Et puis nous discutions de choses et d’autres. J’ai une certaine
culture dans la mesure où je m’intéresse à beaucoup de choses, et
elle semblait apprécier ma conversation.
Enfin, c’est avec un profond soulagement que je vis arriver le café,
ma souffrance arrivait à son terme.
Nous
nous sommes dirigés vers sa chambre, et à peine entrés, je lui ai
dit que je n’en pouvais plus et je lui ai demandé de bien vouloir
me libérer pour aller aux toilettes. Elle me sourit et me dit que
j’avais formulé ma demande très poliment, ce qui était bien, mais
vu ma position, la moindre des choses était que je la formule à
genoux. Vu l’état dans lequel j’étais, je me suis aussi tôt exécuté,
tombant littéralement à genoux, les mains jointes et suppliant d’être
libéré. J’espérais bien être exhaussé, mais à mon désarroi, elle
me demanda à la place “un petit service”.
Elle avait oublié une serviette dans sa voiture et me demandait
d’aller lui chercher. Encore à genoux, j’ai répondu que ça pouvait
attendre que je me sois libéré de mes tourments et que je n’étais
pas sûr de tenir jusqu’à la voiture. C’est sur un ton sévère qu’elle
me répondit que j’étais une véritable lavette prête à abandonner
dès la première difficulté, que devais me rendre compte qu’il y
avait un monde entre mes fantasmes et ma capacité à les faire vivre,
qu’elle perdait sa journée et que je n’étais vraiment pas reconnaissant..

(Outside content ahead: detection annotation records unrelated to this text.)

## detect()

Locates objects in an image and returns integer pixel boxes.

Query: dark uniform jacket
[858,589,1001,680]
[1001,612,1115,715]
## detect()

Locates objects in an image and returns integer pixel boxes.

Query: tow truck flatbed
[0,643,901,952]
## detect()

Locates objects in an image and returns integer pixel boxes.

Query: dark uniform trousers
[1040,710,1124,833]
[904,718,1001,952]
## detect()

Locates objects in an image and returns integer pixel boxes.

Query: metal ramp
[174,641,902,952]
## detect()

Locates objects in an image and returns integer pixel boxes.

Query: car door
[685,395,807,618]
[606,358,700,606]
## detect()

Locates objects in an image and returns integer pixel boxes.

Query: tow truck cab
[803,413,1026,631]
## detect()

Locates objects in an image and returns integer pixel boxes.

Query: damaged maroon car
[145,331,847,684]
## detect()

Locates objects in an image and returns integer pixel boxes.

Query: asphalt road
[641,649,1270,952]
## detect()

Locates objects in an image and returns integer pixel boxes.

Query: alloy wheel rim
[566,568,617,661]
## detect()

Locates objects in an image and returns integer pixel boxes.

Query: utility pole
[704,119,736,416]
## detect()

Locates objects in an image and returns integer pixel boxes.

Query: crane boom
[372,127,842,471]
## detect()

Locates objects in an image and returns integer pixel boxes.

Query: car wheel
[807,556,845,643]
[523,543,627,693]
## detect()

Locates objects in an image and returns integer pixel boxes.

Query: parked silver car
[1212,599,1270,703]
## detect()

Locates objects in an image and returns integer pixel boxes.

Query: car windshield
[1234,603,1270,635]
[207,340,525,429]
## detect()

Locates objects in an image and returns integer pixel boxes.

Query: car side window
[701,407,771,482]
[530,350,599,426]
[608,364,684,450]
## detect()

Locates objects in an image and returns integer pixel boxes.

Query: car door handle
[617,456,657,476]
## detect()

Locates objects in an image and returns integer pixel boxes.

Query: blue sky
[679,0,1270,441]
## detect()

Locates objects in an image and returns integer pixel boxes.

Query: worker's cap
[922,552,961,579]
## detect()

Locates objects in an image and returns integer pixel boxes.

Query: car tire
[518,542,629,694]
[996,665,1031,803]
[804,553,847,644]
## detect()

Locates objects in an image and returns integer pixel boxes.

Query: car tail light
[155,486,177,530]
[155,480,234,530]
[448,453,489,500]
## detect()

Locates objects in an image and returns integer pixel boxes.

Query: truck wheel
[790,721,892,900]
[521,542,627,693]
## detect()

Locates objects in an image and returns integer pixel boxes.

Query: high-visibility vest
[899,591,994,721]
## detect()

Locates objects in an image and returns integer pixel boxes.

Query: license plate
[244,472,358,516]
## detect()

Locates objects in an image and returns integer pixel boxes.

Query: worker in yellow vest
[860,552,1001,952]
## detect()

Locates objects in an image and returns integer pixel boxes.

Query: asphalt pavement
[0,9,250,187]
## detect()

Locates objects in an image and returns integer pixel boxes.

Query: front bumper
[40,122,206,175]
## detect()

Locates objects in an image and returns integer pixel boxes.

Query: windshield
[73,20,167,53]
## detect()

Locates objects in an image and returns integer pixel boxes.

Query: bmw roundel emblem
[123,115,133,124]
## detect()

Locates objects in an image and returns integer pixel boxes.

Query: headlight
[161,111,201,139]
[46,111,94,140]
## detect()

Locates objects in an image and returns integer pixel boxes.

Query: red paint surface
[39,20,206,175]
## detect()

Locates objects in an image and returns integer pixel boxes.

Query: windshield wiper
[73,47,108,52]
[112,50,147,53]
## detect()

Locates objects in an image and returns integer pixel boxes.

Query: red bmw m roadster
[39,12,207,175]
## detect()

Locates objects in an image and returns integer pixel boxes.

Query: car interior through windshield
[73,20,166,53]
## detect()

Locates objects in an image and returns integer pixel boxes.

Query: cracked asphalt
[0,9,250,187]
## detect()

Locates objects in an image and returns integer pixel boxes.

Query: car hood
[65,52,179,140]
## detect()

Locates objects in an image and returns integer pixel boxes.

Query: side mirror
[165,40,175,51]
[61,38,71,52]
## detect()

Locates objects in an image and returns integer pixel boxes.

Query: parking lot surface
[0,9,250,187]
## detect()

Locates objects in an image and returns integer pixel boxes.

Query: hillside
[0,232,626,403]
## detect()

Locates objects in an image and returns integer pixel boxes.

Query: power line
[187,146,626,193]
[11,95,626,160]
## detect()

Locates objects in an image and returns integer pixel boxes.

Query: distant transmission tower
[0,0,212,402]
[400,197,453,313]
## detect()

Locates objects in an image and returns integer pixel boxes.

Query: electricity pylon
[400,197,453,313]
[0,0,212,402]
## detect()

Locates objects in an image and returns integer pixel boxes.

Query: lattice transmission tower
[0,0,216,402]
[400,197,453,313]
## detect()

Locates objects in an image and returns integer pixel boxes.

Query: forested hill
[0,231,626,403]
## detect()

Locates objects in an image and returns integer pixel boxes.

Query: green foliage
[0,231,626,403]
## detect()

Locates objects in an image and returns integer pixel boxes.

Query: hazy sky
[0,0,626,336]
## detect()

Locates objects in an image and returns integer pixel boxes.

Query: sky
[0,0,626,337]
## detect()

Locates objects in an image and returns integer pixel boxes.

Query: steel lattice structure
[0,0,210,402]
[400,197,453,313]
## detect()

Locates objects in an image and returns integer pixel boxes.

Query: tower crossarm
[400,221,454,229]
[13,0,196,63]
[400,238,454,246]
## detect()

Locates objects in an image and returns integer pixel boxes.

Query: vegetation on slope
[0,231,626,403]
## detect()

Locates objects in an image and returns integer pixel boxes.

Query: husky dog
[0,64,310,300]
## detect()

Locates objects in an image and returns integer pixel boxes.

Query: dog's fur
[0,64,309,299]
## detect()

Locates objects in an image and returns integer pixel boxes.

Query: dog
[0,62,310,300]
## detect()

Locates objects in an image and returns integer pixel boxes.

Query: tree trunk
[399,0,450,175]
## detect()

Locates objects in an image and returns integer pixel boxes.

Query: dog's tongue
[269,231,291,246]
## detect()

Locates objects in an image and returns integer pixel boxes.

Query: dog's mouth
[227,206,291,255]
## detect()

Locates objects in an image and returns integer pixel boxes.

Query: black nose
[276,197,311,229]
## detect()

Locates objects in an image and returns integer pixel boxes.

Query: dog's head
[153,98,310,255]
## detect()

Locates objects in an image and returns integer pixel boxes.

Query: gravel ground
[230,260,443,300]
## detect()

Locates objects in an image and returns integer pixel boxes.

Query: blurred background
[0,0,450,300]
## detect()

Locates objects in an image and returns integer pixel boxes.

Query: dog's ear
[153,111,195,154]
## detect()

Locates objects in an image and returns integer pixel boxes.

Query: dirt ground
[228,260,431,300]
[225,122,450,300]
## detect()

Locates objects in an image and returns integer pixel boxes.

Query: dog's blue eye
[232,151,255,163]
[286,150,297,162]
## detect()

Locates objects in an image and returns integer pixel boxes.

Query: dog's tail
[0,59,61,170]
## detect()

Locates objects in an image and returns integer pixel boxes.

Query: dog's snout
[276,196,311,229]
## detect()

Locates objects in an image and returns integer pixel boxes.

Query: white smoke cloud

Piqué au vif, malgré cette douleur au ventre, je me suis levé et
je lui ai demandé où était sa voiture. Elle me tendit les clés en
indiquant que c’était la Jaguar grise garée au fond du parking.
Je lui ai demandé alors si elle n’avait pas peur que je parte avec
une aussi belle voiture. Comme réponse, j’eus droit à : “il y a
quelques secondes tu ne pouvais pas y aller, et maintenant tu te
sens capable de faire un tour avec ? Reviens vite, sale gosse !”.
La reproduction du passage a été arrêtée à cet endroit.